Elif Yavuz with former President ClintonFacebook

“She and her baby’s father, they went to Nairobi because they thought it was the safest, best place for her to give birth,’’ he added of the malaria specialist and her architect boyfriend, Ross Langdon, 33.
“And they were just walking in the mall that day. And they were killed.”

She was a “brilliant young mother-to-be who did everything she could to make the most of her life,’’ Clinton said.

And Langdon, 33, who was born in Australia, was “incredibly gifted and good,’’ he said of her partner, who recently designed a hospital for AIDS patients in Kenya for free.

Clinton said he was “a little choked up” because he’d just spoken with the Dutch-born Yavuz’s mother by phone.

He said the grieving mom asked him, “Would you come up with a name?’’ for her daughter’s dead unborn child.

Clinton said he is considering a Swahili word for “life” or “love.”

“I’m very grateful that this young woman gave so much of her life in working with our foundation. I am sorry that she gave her life,” Clinton said of Yavuz.

“If the people who killed them are right, we’re wasting our time,” he said.

“If what we’re doing is right, we have to be a rebuke every single day to the people who’d tear it down.”
Yavuz and Langdon had traveled to Kenya from their home in Tanzania as their baby’s birth neared to be closer to the better medical care in Nairobi.

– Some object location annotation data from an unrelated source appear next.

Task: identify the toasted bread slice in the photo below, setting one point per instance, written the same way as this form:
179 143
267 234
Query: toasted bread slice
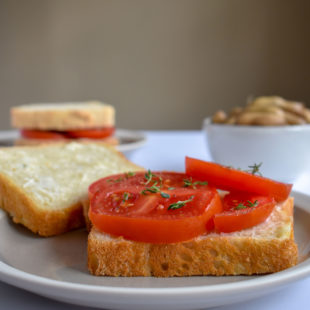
43 187
265 248
63 117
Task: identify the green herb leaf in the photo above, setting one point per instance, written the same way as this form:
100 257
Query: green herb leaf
240 206
200 183
164 195
148 176
180 204
254 169
125 196
129 174
189 182
153 189
252 204
120 179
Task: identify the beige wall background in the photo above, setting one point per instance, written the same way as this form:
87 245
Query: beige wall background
164 64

They were thrilled to be becoming parents, friends said, not wanting to know the sex of their baby so they would be surprised and having a local Tanzanian carpenter make the crib, one pal told HuffPost UK.

They had just bought lunch — burgers and chips — when the terrorists struck Saturday afternoon.

Langdon was found dead cradling Yavuz as if trying to protect her from the onslaught.

The lunch counter where they had just purchased their food was riddled with bullets from an AK-47, the Daily Mail of London reported.

On Monday night, Clinton told CBS talk-show host David Letterman that he “was just looking at a picture on my phone of one of our great employees in Tanzania,” Yavuz.

“This is very personal to me. We lost someone who was very important to us in Africa that I was standing with taking a picture of six weeks ago. So this is deeply human to us,” he said.

Tuesday morning, Clinton added to CBS interviewer Charlie Rose that people can’t be afraid of terrorists.
“We have to go on with our lives — plan our normal lives — and do our best to stop these things before they start. And answer it appropriately when they do,” he said.

Yavuz and Langdon were among at least 61 hostages killed.

Alice Karechu, who lost her Kenyan bank-manager husband, David, in the carnage, said Tuesday, “Yesterday, we were moving around from hospital to hospital looking for him.

“Now, we’re here for the post-mortem,’’ she said according to London’s Daily Mail, standing outside the Nairobi morgue.